Diagnosi: All’esame obiettivo si può evidenziare ipotono del quadricipite e/o del vasto mediale, accorciamento delle catene laterali e posteriori; a volte è presente lieve versamento nello sfondato sotto quadricipitale; la compressione passiva della rotula ed il test della raspa* sono tipicamente positivi, provocando dolore e scroscio articolare; dolorosa può essere anche la contrazione isometrica del quadricipite contro resistenza tra 0 e 30° di flessione. Una eccessiva traslazione o inclinazione laterale della rotula indicano, invece, instabilità rotulea; Il tilt rotuleo laterale è determinato dalla lassità del legamento alare mediale e contemporanea retrazione/rigidità dell’alare laterale. Nelle instabilità anche il test di apprensione* risulta positivo. Per quanto riguarda gli esami strumentali, la radiografia convenzionale con proiezioni assiali a 30°-45°-60° gradi riescono ad evidenziare una displasia rotulea o trocleare. La RMN evidenzia invece la presenza di versamento articolare, alterazione della cartilagine femoro-rotulea e lesioni associate.

Tilt laterale della rotula in caso d’instabilità

Trattamento: è per lo più conservativo; in fase acuta è necessario ridurre i carichi sportivi. In questa fase si consigliano FANS, crioterapia, terapie strumentali antalgiche (Tecar, Laser, Ultrasuoni) e terapia manuale mio tensiva, abbinata allo stretching di ischio-crurali, vasto laterale, gemelli e tensore della fascia lata; Ridotto il dolore iniziano gli esercizi terapeutici (ET). Gli ET sono effettuati coinvolgendo in sinergia rachide lombosacrale, anche e ginocchia e sono volti principalmente al:

  • Potenziamento selettivo del vasto mediale obliquo, per sfruttare il suo effetto “centrante” sulla rotula; importante è anche il rinforzo di abduttori ed extrarotatori delle anche che migliorano la cinematica del ginocchio e riducono il valgo dinamico. Si inizia con il rinforzo isometrico ed isotonico in catena cinetica chiusa, evitando la flessione eccessiva delle ginocchia. La catena cinetica aperta e la cyclette (a sellino alto) vengono inserite successivamente.
  • Detensione di ischiocrurali, tensore della fascia lata, gemelli e legamento alare laterale
  • Esercizi propriocettivi statici e dinamici, per migliorare la cinematica degli arti inferiori e ridurre il valgo dinamico
  • Graduale ripresa della corsa su tapis roulant

Durante il percorso riabilitativo possono essere utilizzate ginocchiere con centraggio rotuleo e praticato il taping tipo McConnel o il Kinesio Taping, al fine di ridurre l’inclinazione e la lateralizzazione rotulea. Nei difetti di appoggio plantare come ad esempio le ipepronazioni, sono indicati plantari correttivi. In caso di sofferenza o lesione della cartilagine si rivelano utili gli integratori per il trofismo osseo e cartilagineo e le infiltrazioni con acido ialuronico o PRP al fine di ridurre l’infiammazione e dare un supporto trofico alla cartilagine.

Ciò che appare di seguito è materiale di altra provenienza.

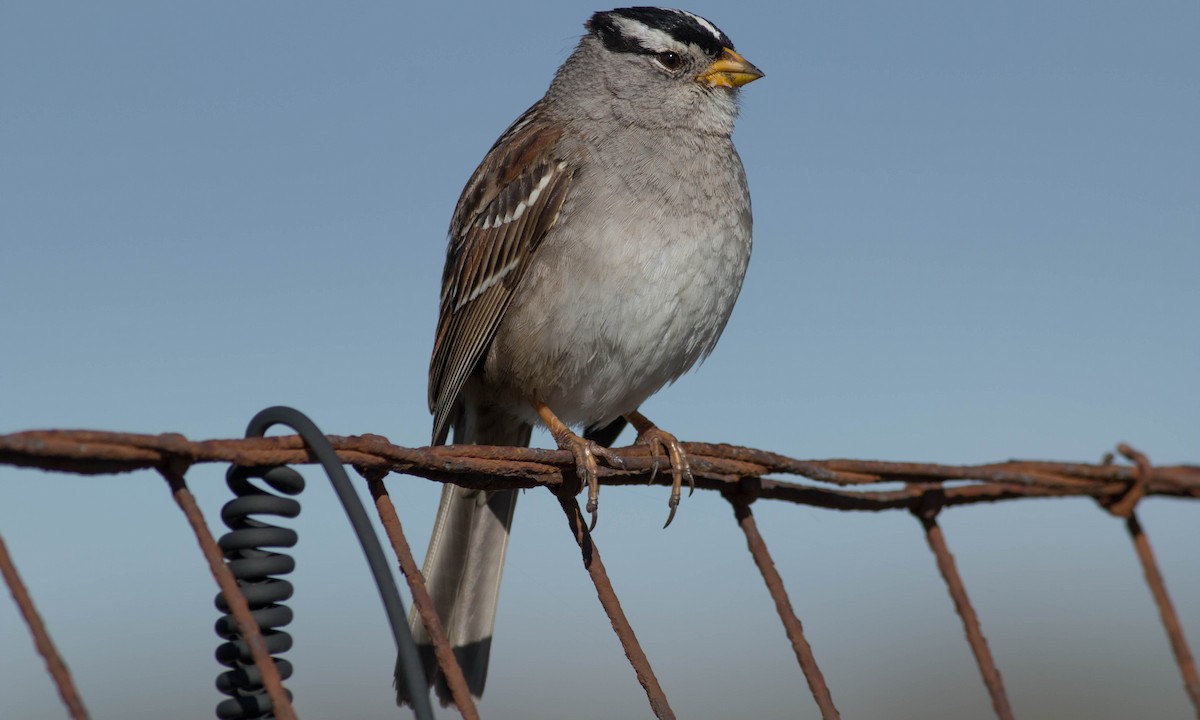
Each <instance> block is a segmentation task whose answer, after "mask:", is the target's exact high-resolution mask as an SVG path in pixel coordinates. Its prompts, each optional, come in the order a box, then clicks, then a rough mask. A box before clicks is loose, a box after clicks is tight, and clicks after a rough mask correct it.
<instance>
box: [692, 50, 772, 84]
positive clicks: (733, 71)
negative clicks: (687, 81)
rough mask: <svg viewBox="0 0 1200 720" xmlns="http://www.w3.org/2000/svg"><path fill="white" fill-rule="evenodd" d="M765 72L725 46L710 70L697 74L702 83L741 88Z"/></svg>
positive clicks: (710, 65) (721, 50)
mask: <svg viewBox="0 0 1200 720" xmlns="http://www.w3.org/2000/svg"><path fill="white" fill-rule="evenodd" d="M762 76H763V72H762V71H761V70H758V68H757V67H755V66H754V65H751V64H750V62H749V61H748V60H746V59H745V58H743V56H742V55H738V54H737V53H734V52H733V50H732V49H731V48H725V49H722V50H721V54H720V55H718V56H716V60H713V64H712V65H709V66H708V70H706V71H704V72H702V73H700V74H698V76H696V79H697V80H700V82H702V83H708V84H709V85H713V86H714V88H740V86H742V85H745V84H746V83H752V82H755V80H757V79H758V78H761V77H762Z"/></svg>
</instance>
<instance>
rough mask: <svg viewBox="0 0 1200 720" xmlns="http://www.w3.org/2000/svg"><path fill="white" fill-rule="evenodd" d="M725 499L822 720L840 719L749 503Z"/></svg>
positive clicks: (730, 499) (727, 496)
mask: <svg viewBox="0 0 1200 720" xmlns="http://www.w3.org/2000/svg"><path fill="white" fill-rule="evenodd" d="M725 499H727V500H728V502H730V505H732V508H733V517H734V518H737V521H738V527H740V528H742V532H743V533H745V535H746V547H749V548H750V554H751V556H754V562H755V565H757V566H758V572H761V574H762V580H763V581H764V582H766V583H767V592H769V593H770V598H772V600H774V601H775V611H776V612H778V613H779V619H780V620H782V622H784V630H785V631H786V632H787V640H790V641H791V642H792V652H794V653H796V660H797V661H799V664H800V670H802V671H803V672H804V679H806V680H808V682H809V690H810V691H811V692H812V700H815V701H816V703H817V707H818V708H821V716H822V718H823V719H824V720H838V719H839V718H841V715H840V714H839V713H838V708H836V707H835V706H834V704H833V695H830V692H829V686H828V685H826V682H824V676H823V674H821V667H818V666H817V660H816V658H815V656H814V655H812V647H811V646H809V641H808V640H806V638H805V637H804V626H803V625H800V619H799V618H798V617H796V611H794V610H792V601H791V600H790V599H788V596H787V590H786V589H785V588H784V578H782V577H780V575H779V570H776V569H775V560H773V559H772V557H770V552H768V550H767V542H766V541H763V539H762V535H761V534H758V523H756V522H755V520H754V514H752V512H751V511H750V503H749V502H746V499H745V497H744V496H737V494H733V493H727V494H726V496H725Z"/></svg>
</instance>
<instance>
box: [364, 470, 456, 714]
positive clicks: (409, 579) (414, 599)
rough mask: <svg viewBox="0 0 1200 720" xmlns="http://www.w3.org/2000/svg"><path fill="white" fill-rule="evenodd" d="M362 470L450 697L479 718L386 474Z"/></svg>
mask: <svg viewBox="0 0 1200 720" xmlns="http://www.w3.org/2000/svg"><path fill="white" fill-rule="evenodd" d="M360 472H361V473H362V475H364V476H365V478H366V479H367V487H368V488H370V490H371V497H372V498H374V502H376V510H377V511H378V512H379V522H382V523H383V529H384V532H385V533H388V540H390V541H391V548H392V551H394V552H395V553H396V559H397V560H398V562H400V571H401V574H402V575H403V576H404V580H407V581H408V589H409V590H412V593H413V605H414V606H415V607H416V614H418V616H420V618H421V623H424V624H425V629H426V630H427V631H428V634H430V640H431V641H432V643H433V655H434V656H436V658H437V660H438V666H439V667H440V668H442V674H443V676H445V680H446V685H448V686H449V688H450V696H451V697H452V698H454V703H455V706H456V707H457V708H458V713H460V714H461V715H462V716H463V718H466V719H467V720H479V709H478V708H475V700H474V698H473V697H472V696H470V689H469V688H468V686H467V678H466V677H464V676H463V674H462V667H460V666H458V660H457V659H455V656H454V650H452V649H450V640H449V638H448V637H446V631H445V629H444V628H443V626H442V619H440V618H438V613H437V611H436V610H433V600H432V599H431V598H430V592H428V589H426V587H425V576H424V575H421V570H420V568H418V566H416V560H415V559H413V550H412V548H410V547H409V546H408V539H407V538H404V530H403V528H402V527H401V524H400V517H398V516H397V515H396V508H395V505H392V502H391V496H390V494H388V488H386V487H384V484H383V478H384V475H385V473H384V472H380V470H364V469H361V468H360Z"/></svg>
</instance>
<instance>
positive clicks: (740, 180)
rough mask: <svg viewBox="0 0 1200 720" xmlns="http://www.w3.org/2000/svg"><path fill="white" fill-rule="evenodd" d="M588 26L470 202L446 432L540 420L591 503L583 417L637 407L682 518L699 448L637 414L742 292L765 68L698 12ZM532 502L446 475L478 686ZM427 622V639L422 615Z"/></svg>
mask: <svg viewBox="0 0 1200 720" xmlns="http://www.w3.org/2000/svg"><path fill="white" fill-rule="evenodd" d="M586 28H587V34H586V35H584V36H583V38H582V40H581V41H580V44H578V47H577V48H576V49H575V52H574V53H572V54H571V56H570V58H568V59H566V61H565V62H564V64H563V66H562V67H560V68H559V70H558V73H557V74H556V76H554V79H553V82H552V83H551V85H550V89H548V90H547V91H546V95H545V97H542V98H541V100H540V101H538V102H536V103H534V106H533V107H532V108H529V110H527V112H526V113H524V114H523V115H521V118H518V119H517V120H516V122H514V124H512V125H511V126H510V127H509V128H508V130H506V131H505V132H504V134H503V136H500V139H499V140H497V142H496V144H494V145H493V146H492V149H491V150H490V151H488V154H487V156H486V157H485V158H484V162H482V163H480V166H479V168H478V169H476V170H475V174H474V175H472V178H470V180H469V181H468V182H467V186H466V187H464V188H463V192H462V197H461V198H460V199H458V206H457V208H456V209H455V214H454V218H452V221H451V223H450V241H449V248H448V251H446V264H445V270H444V272H443V276H442V304H440V314H439V317H438V329H437V338H436V341H434V346H433V358H432V360H431V362H430V409H431V410H432V412H433V416H434V419H433V442H434V443H444V442H445V439H446V434H448V432H449V428H450V426H452V427H454V430H455V442H456V443H474V444H488V445H527V444H528V443H529V433H530V430H532V427H533V425H534V424H535V422H538V421H542V422H545V424H546V426H547V427H548V428H550V431H551V433H552V434H553V436H554V439H556V440H557V443H558V445H559V448H563V449H569V450H571V451H572V452H574V454H575V457H576V463H577V466H578V470H577V472H578V475H580V478H581V479H582V480H584V481H587V484H588V486H589V490H588V510H589V511H592V512H593V514H594V512H595V510H596V499H598V494H596V493H598V490H596V456H600V457H601V458H606V460H608V461H610V462H616V461H614V458H613V457H612V456H611V455H610V454H608V452H607V450H605V449H604V448H602V446H601V445H599V444H596V443H594V442H592V440H588V439H583V438H581V437H578V436H576V434H575V433H572V432H571V431H570V430H569V427H568V426H572V425H574V426H583V427H600V426H604V425H606V424H610V422H612V421H614V420H619V419H622V418H624V419H625V420H628V421H630V422H631V424H632V425H634V427H635V428H636V430H637V432H638V442H640V443H646V444H649V445H650V446H652V449H653V450H654V452H655V456H660V455H662V454H666V455H667V456H670V462H671V468H672V473H673V476H674V478H673V479H674V484H673V487H672V493H671V500H670V508H671V515H672V516H673V514H674V509H676V505H677V504H678V502H679V488H680V484H682V481H683V480H684V479H688V480H689V481H690V480H691V474H690V470H689V469H688V463H686V456H685V455H684V454H683V452H682V450H680V449H679V444H678V443H677V442H676V439H674V437H672V436H671V434H670V433H666V432H662V431H660V430H659V428H658V427H655V426H654V425H653V424H652V422H650V421H648V420H647V419H646V418H644V416H642V415H641V414H640V413H637V408H638V406H640V404H641V403H642V402H643V401H644V400H646V398H647V397H649V396H650V395H653V394H654V392H655V391H658V390H659V389H660V388H662V386H664V385H666V384H667V383H671V382H673V380H674V379H676V378H678V377H679V376H680V374H683V373H684V372H686V371H688V370H689V368H690V367H691V366H692V365H695V364H696V361H697V360H701V359H702V358H704V356H706V355H707V354H708V353H709V352H712V349H713V347H714V346H715V344H716V340H718V338H719V337H720V335H721V331H722V330H724V328H725V323H726V320H728V317H730V312H731V311H732V310H733V302H734V300H737V296H738V292H739V290H740V288H742V278H743V276H744V275H745V270H746V263H748V262H749V259H750V226H751V220H750V194H749V190H748V187H746V179H745V173H744V170H743V168H742V161H740V160H739V158H738V154H737V151H736V150H734V149H733V142H732V140H731V138H730V134H731V133H732V131H733V121H734V118H736V116H737V114H738V88H739V86H740V85H744V84H745V83H749V82H751V80H755V79H757V78H760V77H762V72H760V71H758V68H756V67H755V66H754V65H751V64H750V62H748V61H746V60H745V59H743V58H742V56H740V55H738V54H737V53H736V52H734V50H733V43H732V42H730V38H728V37H727V36H726V35H725V34H724V32H721V31H720V30H719V29H718V28H716V26H715V25H713V24H712V23H709V22H708V20H706V19H703V18H701V17H698V16H695V14H691V13H688V12H683V11H678V10H662V8H656V7H632V8H622V10H613V11H611V12H598V13H595V14H594V16H592V18H590V19H589V20H588V22H587V24H586ZM515 503H516V492H515V491H508V492H493V493H482V492H476V491H470V490H464V488H460V487H456V486H452V485H446V486H445V488H444V491H443V494H442V505H440V508H439V509H438V517H437V523H436V526H434V530H433V538H432V540H431V542H430V550H428V556H427V557H426V560H425V578H426V582H427V583H428V588H430V593H431V595H432V596H433V601H434V605H436V607H437V611H438V614H439V617H440V618H442V622H443V624H444V625H445V628H446V632H448V635H449V637H450V642H451V644H452V646H454V648H455V653H456V655H457V656H458V660H460V662H461V665H462V667H463V672H464V673H466V676H467V679H468V684H469V685H470V688H472V692H473V694H474V695H476V696H478V695H480V694H481V692H482V689H484V679H485V674H486V670H487V658H488V652H490V649H491V637H492V628H493V625H494V620H496V607H497V596H498V590H499V583H500V574H502V568H503V562H504V551H505V546H506V544H508V535H509V528H510V527H511V522H512V510H514V506H515ZM667 522H668V523H670V518H668V520H667ZM413 631H414V635H415V637H416V640H418V643H424V644H426V646H427V644H428V642H430V641H428V635H427V634H426V631H425V629H424V626H422V625H421V623H420V622H419V620H416V619H415V617H414V622H413ZM425 656H426V670H427V671H428V673H430V677H431V682H433V680H434V679H436V678H437V676H439V673H438V671H437V666H436V664H434V662H433V661H432V653H431V652H428V649H427V648H426V652H425ZM437 684H438V695H439V697H440V698H442V702H443V703H446V702H449V694H448V691H446V690H445V688H444V685H443V682H438V683H437ZM398 686H400V688H403V684H402V683H401V684H398ZM401 700H403V698H401Z"/></svg>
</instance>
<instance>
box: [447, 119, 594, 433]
mask: <svg viewBox="0 0 1200 720" xmlns="http://www.w3.org/2000/svg"><path fill="white" fill-rule="evenodd" d="M539 107H540V106H538V104H535V106H534V107H532V108H529V110H528V112H527V113H526V114H524V115H522V116H521V118H520V119H518V120H517V121H516V122H514V124H512V126H511V127H510V128H509V130H508V131H506V132H505V133H504V134H503V136H500V139H499V140H497V142H496V145H493V146H492V149H491V151H488V154H487V156H486V157H485V158H484V162H482V163H480V166H479V168H478V169H476V170H475V173H474V175H472V178H470V180H469V181H468V182H467V186H466V187H464V188H463V191H462V196H461V197H460V198H458V206H457V208H456V209H455V215H454V220H452V221H451V223H450V242H449V246H448V248H446V264H445V269H444V270H443V274H442V304H440V310H439V314H438V330H437V336H436V338H434V341H433V356H432V358H431V360H430V412H432V413H433V442H434V443H440V442H444V440H445V436H446V433H448V431H449V421H450V418H451V416H452V414H454V408H455V406H456V404H457V401H458V395H460V392H462V388H463V385H464V384H466V382H467V378H468V377H469V376H470V373H472V372H474V370H475V367H478V365H479V362H480V361H481V360H482V358H484V354H485V353H486V352H487V348H488V347H490V344H491V342H492V338H493V337H494V335H496V329H497V326H498V325H499V324H500V319H502V318H503V317H504V312H505V310H506V308H508V304H509V300H510V299H511V296H512V292H514V289H515V288H516V287H517V284H518V283H520V281H521V277H522V276H523V275H524V270H526V268H528V265H529V260H530V258H532V257H533V254H534V252H535V251H536V250H538V246H539V245H540V242H541V240H542V238H545V235H546V233H547V232H550V228H552V227H553V224H554V221H556V220H557V218H558V212H559V210H562V206H563V202H564V200H565V199H566V193H568V191H569V188H570V184H571V176H572V174H574V169H572V168H571V167H570V166H569V163H566V162H565V161H564V160H563V158H562V157H559V156H558V154H557V143H558V139H559V137H560V134H562V131H559V130H554V128H551V127H547V126H545V125H542V124H540V122H538V112H539Z"/></svg>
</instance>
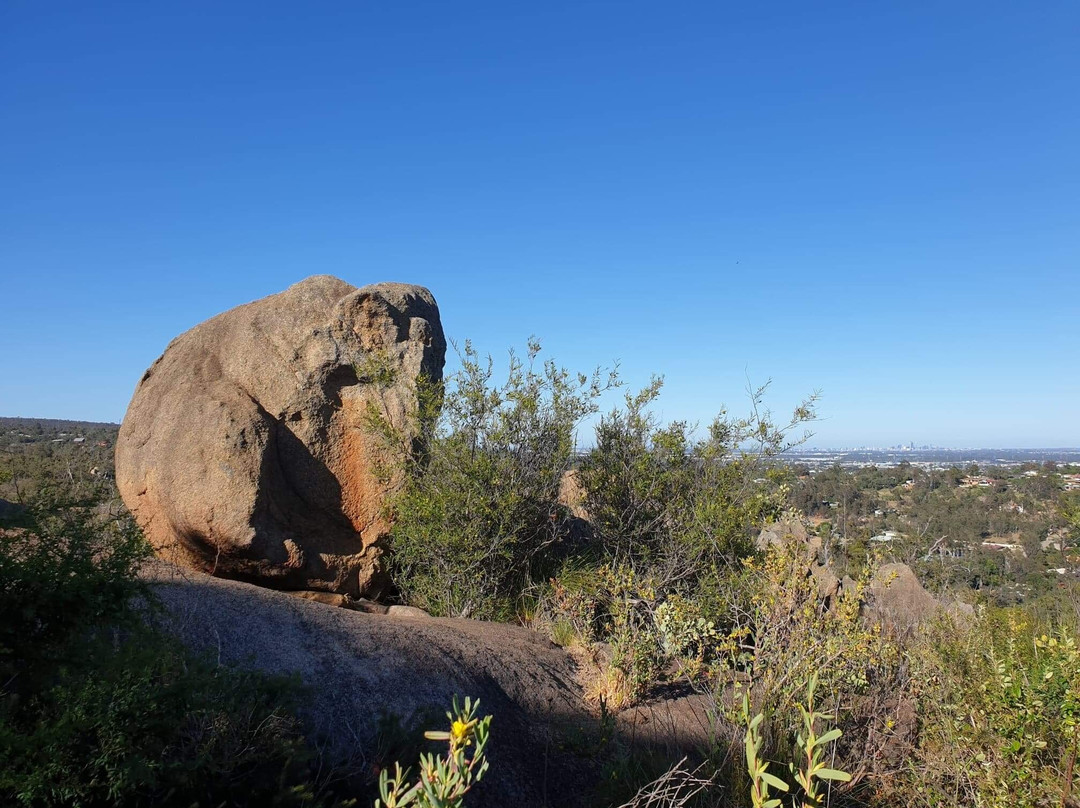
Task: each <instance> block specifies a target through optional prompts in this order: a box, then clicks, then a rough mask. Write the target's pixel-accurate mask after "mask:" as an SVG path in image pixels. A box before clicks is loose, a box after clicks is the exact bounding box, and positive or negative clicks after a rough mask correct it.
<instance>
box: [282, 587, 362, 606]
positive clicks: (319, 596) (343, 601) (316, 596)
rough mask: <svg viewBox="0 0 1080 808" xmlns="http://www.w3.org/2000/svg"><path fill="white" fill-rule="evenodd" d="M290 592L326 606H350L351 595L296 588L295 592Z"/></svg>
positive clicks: (289, 593) (291, 593) (296, 595)
mask: <svg viewBox="0 0 1080 808" xmlns="http://www.w3.org/2000/svg"><path fill="white" fill-rule="evenodd" d="M289 594H291V595H296V596H297V597H302V598H303V600H305V601H314V602H315V603H321V604H324V605H326V606H337V607H338V608H343V609H347V608H349V607H350V601H351V598H350V597H349V595H339V594H337V593H335V592H312V591H311V590H309V589H305V590H296V591H294V592H289Z"/></svg>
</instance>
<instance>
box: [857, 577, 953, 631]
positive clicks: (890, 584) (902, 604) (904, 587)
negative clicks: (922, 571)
mask: <svg viewBox="0 0 1080 808" xmlns="http://www.w3.org/2000/svg"><path fill="white" fill-rule="evenodd" d="M868 594H869V601H868V603H867V611H866V615H867V617H869V618H870V619H872V620H877V621H879V622H881V623H882V624H885V625H888V627H891V628H893V629H897V630H901V631H906V630H910V629H914V628H916V627H917V625H918V624H919V623H921V622H923V621H924V620H927V619H928V618H930V617H933V616H934V615H937V614H940V612H941V610H942V605H941V604H940V603H939V602H937V600H936V598H934V596H933V595H931V594H930V593H929V592H927V590H924V589H923V588H922V584H921V583H919V579H918V578H916V577H915V573H913V571H912V568H910V567H909V566H907V565H906V564H885V565H882V566H881V567H879V568H878V570H877V573H875V575H874V578H873V580H872V581H870V584H869V587H868Z"/></svg>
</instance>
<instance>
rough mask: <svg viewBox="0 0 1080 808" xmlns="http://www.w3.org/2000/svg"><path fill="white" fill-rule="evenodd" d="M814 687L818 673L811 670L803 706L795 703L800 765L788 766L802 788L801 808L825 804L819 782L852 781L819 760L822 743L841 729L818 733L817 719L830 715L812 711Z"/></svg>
mask: <svg viewBox="0 0 1080 808" xmlns="http://www.w3.org/2000/svg"><path fill="white" fill-rule="evenodd" d="M816 689H818V674H816V673H814V674H813V675H811V676H810V682H809V684H808V685H807V703H806V706H802V705H801V704H799V705H798V708H799V714H800V715H801V716H802V732H799V735H798V737H797V740H798V745H799V749H800V750H801V751H802V753H804V758H802V763H801V767H800V768H799V769H798V770H796V768H795V765H794V764H792V767H791V768H792V772H793V773H794V776H795V782H796V783H798V785H799V786H800V787H801V789H802V808H822V806H823V805H824V802H823V796H822V794H821V792H820V785H821V784H820V782H819V781H821V780H834V781H836V782H841V783H847V782H850V781H851V775H849V773H848V772H846V771H840V770H838V769H831V768H828V767H826V766H825V763H824V760H823V759H822V756H823V754H824V750H825V746H827V745H828V744H829V743H832V742H833V741H836V740H837V739H839V737H840V736H841V735H842V732H841V731H840V730H839V729H835V728H834V729H831V730H828V731H827V732H825V735H823V736H819V735H818V732H816V729H815V724H816V722H818V721H819V719H821V721H832V718H833V716H832V715H826V714H825V713H819V712H816V711H815V710H814V706H813V693H814V690H816Z"/></svg>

Nei casi più gravi o non responsivi al trattamento conservativo, si rende necessario l’intervento chirurgico di release dell’alare laterale, associato alla trasposizione della tuberosità tibiale.

*- Il test della raspa si effettua a ginocchio esteso, spingendo con la mano la rotula dall’alto verso il basso; a questo punto si chiede di contrarre il quadricipite. La manovra è positiva se provoca dolore e scroscio articolare.

– il test di apprensione si effettua con il ginocchio esteso; l’esaminatore blocca lateralmente la rotula. Richiedendo al paziente di flettere il ginocchio la rotula tendenderà a sublussarsi, provocando dolore.